Although it is more than a year and a half until the next congressional elections, Washington, D.C. is watching the calendar early, mostly due to the chaos of Trump administration’s start-up. House Republicans are worried about holding their majority and Democrats are busy recruiting candidates.
Democrats need 24 House seats and 3 in the Senate. Both goals appeared unlikely after the November elections, but the beginning of Donald Trump’s second 100 days brings early speculation that Democrat could take both houses.
We will begin regularly publishing the 2018 political Dashboard to quantify and comment on the status of the congressional races, which are likely to be the most watched and analyzed in recent history.

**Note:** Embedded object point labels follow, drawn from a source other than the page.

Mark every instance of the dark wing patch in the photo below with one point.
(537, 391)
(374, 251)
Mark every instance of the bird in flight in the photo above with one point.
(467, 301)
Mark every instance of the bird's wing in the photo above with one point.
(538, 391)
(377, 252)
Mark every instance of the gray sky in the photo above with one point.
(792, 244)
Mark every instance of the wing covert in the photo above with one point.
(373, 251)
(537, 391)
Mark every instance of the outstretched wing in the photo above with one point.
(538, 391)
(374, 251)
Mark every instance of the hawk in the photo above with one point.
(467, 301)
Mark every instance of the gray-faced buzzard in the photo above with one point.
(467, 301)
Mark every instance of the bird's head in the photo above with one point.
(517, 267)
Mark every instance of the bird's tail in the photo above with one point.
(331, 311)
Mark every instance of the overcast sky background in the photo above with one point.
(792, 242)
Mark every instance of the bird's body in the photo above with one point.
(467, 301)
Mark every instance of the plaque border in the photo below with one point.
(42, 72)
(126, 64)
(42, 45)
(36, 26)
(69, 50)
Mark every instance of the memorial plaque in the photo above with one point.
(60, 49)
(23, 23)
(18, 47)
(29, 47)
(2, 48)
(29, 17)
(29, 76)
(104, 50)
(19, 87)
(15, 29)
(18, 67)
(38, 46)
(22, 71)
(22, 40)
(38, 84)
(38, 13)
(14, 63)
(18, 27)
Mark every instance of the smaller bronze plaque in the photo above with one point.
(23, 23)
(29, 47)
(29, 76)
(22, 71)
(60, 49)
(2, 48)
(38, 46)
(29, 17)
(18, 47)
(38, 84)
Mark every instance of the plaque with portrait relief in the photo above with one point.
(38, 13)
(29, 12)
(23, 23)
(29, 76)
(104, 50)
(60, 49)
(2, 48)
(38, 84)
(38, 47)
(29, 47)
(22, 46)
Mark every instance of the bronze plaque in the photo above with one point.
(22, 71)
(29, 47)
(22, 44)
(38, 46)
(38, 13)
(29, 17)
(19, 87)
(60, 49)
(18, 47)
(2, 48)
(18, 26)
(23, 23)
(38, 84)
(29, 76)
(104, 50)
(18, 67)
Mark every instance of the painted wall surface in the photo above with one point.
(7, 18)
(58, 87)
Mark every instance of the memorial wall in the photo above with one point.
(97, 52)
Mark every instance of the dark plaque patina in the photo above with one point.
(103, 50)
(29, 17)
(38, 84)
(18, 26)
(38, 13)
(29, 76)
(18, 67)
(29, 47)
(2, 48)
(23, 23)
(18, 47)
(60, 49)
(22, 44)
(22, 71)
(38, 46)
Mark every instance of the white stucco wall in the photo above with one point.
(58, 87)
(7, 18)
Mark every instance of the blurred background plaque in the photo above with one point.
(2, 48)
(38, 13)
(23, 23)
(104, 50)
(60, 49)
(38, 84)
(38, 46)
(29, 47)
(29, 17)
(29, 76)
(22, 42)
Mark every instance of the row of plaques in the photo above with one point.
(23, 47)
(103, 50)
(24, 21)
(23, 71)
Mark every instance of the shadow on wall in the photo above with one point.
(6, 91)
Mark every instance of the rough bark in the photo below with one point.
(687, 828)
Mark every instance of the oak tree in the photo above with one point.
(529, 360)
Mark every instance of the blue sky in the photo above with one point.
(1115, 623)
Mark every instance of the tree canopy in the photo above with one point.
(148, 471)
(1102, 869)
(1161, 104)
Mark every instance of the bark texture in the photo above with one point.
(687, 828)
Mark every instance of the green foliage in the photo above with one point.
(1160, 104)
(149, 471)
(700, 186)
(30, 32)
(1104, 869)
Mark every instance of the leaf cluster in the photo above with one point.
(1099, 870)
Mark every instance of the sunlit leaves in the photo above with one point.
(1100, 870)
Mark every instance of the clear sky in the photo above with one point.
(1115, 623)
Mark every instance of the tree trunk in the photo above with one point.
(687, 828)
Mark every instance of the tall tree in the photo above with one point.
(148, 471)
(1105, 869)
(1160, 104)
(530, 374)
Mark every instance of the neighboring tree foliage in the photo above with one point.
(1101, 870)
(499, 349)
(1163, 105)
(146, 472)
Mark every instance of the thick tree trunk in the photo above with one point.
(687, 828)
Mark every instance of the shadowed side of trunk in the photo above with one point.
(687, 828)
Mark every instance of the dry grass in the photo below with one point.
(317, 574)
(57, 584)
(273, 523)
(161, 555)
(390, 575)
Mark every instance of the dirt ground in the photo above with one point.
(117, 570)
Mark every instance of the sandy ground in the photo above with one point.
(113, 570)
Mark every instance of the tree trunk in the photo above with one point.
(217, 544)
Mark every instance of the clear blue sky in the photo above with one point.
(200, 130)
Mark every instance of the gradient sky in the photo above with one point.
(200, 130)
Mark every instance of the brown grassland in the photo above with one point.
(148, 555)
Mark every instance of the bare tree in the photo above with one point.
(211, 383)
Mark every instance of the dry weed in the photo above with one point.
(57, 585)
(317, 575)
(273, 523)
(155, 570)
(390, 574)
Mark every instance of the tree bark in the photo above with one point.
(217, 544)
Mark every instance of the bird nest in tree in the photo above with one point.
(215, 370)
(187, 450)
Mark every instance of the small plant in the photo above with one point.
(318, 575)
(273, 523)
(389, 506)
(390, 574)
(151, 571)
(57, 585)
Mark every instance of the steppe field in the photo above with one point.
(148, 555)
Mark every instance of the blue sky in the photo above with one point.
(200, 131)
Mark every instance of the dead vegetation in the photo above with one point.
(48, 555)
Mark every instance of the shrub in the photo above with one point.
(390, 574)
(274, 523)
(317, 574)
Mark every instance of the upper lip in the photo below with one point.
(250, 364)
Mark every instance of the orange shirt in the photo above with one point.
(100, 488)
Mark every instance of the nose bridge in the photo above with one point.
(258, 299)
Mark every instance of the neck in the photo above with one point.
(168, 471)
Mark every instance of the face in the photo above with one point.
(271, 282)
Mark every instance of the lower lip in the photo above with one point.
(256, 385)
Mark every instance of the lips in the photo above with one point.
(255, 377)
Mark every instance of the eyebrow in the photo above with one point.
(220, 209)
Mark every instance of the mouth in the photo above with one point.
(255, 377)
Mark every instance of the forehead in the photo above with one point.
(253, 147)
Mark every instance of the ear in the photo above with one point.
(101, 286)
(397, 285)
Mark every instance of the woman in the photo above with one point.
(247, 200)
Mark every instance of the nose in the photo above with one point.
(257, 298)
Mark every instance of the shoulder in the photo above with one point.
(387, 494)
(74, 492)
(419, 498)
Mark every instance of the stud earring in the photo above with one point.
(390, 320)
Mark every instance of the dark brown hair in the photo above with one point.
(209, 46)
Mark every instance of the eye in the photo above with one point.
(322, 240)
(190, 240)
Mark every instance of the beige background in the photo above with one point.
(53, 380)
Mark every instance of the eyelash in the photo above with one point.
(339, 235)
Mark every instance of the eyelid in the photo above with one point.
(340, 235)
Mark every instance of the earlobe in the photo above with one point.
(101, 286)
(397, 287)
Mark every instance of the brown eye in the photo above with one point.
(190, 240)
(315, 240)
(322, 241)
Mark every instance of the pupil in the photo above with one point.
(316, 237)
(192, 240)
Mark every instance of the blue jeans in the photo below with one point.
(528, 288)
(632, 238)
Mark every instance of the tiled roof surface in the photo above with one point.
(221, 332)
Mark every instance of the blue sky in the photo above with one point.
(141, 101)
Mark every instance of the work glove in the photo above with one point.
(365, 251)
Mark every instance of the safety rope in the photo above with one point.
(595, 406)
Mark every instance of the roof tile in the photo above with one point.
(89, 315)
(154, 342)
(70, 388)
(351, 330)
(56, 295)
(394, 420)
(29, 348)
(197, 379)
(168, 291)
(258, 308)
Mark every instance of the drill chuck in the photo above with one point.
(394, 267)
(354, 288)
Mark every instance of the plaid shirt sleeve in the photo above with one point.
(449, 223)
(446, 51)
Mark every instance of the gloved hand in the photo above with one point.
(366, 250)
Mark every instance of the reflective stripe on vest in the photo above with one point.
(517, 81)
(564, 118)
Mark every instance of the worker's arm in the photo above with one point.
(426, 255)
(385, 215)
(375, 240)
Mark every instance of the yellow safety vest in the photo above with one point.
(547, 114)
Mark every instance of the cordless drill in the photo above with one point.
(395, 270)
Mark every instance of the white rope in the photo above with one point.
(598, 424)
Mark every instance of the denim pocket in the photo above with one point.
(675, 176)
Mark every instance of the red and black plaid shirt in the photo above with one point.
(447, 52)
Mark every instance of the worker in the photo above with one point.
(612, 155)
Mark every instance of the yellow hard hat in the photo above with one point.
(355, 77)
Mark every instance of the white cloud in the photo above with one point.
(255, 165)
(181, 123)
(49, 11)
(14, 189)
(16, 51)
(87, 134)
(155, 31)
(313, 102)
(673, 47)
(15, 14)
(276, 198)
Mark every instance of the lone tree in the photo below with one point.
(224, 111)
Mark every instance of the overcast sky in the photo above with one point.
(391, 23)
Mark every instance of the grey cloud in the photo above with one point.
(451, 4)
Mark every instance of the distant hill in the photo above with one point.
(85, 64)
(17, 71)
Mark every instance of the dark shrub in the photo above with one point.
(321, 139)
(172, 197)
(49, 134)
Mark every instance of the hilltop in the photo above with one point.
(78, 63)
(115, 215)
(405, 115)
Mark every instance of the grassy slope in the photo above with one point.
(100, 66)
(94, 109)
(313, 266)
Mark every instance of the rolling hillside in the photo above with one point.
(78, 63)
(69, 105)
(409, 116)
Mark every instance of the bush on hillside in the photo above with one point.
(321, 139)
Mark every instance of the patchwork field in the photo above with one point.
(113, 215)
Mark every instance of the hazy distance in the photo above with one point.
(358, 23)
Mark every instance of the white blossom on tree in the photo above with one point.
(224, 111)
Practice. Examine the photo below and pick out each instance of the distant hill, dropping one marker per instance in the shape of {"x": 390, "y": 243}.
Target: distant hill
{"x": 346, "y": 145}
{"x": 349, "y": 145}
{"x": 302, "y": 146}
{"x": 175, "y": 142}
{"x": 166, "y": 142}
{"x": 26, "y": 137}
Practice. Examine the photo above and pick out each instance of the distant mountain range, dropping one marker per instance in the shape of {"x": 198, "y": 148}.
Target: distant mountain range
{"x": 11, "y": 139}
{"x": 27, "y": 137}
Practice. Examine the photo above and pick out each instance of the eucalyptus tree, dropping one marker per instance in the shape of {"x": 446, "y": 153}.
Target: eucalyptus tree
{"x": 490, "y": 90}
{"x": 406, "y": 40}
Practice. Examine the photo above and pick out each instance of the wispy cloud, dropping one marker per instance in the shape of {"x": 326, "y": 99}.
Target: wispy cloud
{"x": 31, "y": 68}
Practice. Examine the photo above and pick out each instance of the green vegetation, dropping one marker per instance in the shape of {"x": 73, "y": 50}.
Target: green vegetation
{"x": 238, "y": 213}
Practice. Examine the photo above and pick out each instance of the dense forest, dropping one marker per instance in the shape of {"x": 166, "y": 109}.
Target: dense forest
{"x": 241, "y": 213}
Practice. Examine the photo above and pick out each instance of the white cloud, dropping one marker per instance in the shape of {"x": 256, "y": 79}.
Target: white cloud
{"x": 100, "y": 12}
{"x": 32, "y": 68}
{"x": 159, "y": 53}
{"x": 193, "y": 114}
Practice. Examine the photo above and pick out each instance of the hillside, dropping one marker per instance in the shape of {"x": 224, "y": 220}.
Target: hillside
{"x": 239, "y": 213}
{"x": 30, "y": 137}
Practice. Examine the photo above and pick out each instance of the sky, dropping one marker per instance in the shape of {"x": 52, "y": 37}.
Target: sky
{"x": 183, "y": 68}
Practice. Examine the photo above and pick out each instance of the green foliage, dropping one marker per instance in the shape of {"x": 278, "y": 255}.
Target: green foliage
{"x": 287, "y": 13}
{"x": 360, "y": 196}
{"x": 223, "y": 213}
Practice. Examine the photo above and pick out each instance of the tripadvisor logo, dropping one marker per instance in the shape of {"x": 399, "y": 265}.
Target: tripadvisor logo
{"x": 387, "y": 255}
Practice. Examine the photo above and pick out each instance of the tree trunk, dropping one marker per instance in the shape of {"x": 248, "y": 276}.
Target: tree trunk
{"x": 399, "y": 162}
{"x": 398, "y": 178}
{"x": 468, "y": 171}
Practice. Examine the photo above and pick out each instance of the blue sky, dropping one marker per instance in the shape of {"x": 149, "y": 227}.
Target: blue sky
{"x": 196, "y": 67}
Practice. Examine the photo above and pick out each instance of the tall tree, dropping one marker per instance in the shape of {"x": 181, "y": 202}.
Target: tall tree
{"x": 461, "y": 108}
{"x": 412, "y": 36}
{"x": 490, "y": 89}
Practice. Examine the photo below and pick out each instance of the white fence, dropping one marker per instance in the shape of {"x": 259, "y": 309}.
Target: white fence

Control of Congress, especially the House, will not just decide the Trump and Republican legislative agenda, it may decide Trump’s survival as president. Bills of impeachment are in drafting, with many of the particular charges already identified. It is no doubt premature, but it reflects the President’s vulnerability and the Democrats’ passion.
The elements of the Dashboard are: presidential approval, congressional approval, the generic congressional ballot test, direction of the country, and the number of seats Democrats and Republicans need or enjoy respectively for a majority.
The President’s approval is at a record-low for this early in a term. There are more than 500 days until the November 2018 elections, but now is the time for recruitment and fundraising. Democrats have been benefiting from post-election activism and Obamacare rage. Now, of course, the White House and Trump’s performance are energizing them.
The RealClearPolitics presidential average rating is 40 percent approval and 54 percent disapproval, a 14-percent negative spread. And, the polls of the last few days have uniformly been below 40 percent.
The campaign for the House has already begun with heated town hall meetings for Republican incumbents and Democratic support organizations buying ads in 23 House Republican districts where Hillary Clinton won last year, including Colorado’s Mike Coffman’s 6th district. He won in November by 7 points, while Clinton was carrying the district by 9 points. Coffman voted against the Republican AHCA repeal and replacement legislation.
Democrats also need to defend 12 seats that Trump won, but with Trump’s low approval and the Republicans’ AHCA legislation having only a 25 percent public approval, it’s Republicans who are the most concerned.